Dalam Islam, sudah menjadi kewajiban negara untuk mengontrol pembangunan agar merata sehingga arus urbanisasi dapat diminimalisir. Adapun pengelolaan sungai, sistem drainase yang terintegrasi, dan kebutuhan tanggul atau waduk, wajib di awasi dan di perhatikan pembangunannya dengan kualifikasi terbaik dan didukung oleh sistem keuangan dari Baitul Mall (Kas Negara).

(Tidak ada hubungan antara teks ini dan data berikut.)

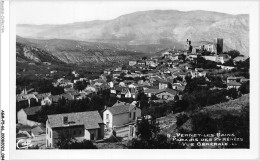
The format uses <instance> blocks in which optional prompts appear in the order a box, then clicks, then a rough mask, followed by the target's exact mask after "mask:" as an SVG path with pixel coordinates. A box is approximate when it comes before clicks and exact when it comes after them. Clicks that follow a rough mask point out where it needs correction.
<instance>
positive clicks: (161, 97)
mask: <svg viewBox="0 0 260 161" xmlns="http://www.w3.org/2000/svg"><path fill="white" fill-rule="evenodd" d="M156 97H158V98H160V99H165V100H174V95H173V94H170V93H168V92H162V93H159V94H157V95H156Z"/></svg>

Bencana banjir tentu bisa diatasi apabila pembangunan selaras dengan prinsip kepemimpinan Islam. Di mana negara akan berusaha semaksimal mungkin dalam menangani permasalahan banjir, mulai dari memetakan daerah-daerah dataran rendah yang rawan genangan air untuk dibangun kanal-kanal resapan air hingga mengeluarkan syarat-syarat yang ketat tentang izin pembangunan. Namun bukan berarti menyulitkan rakyat yang hendak membangun, justru negara akan menyederhanakan birokrasi dan menggratiskan surat izin pendirian bangunan bagi siapa saja yang hendak membangun. Hanya saja untuk pembangunan di lahan pribadi atau umum yang dapat menghantarkan bahaya, maka penguasa diberi hak untuk tidak memberikan izin pendirian bangunan. Hal ini merupakan implementasi dari Ushul Fiqih, bahwa bahaya harus dihilangkan.
Di tambah negara akan memberikan sanksi bagi siapa saja yang melanggar syarat-syarat yang telah ditetapkan tanpa pandang bulu. Begitupun sanksi yang berat akan diberlakukan bagi siapa saja yang merusak lingkungan hidup.
Di samping itu, negara akan mengerahkan para 'Alim ulama untuk memberikan tausiyah penguatan keimanan kepada rakyat yang dilanda banjir agar tetap sabar, tabah dan tawakal sepenuhnya kepada Allah.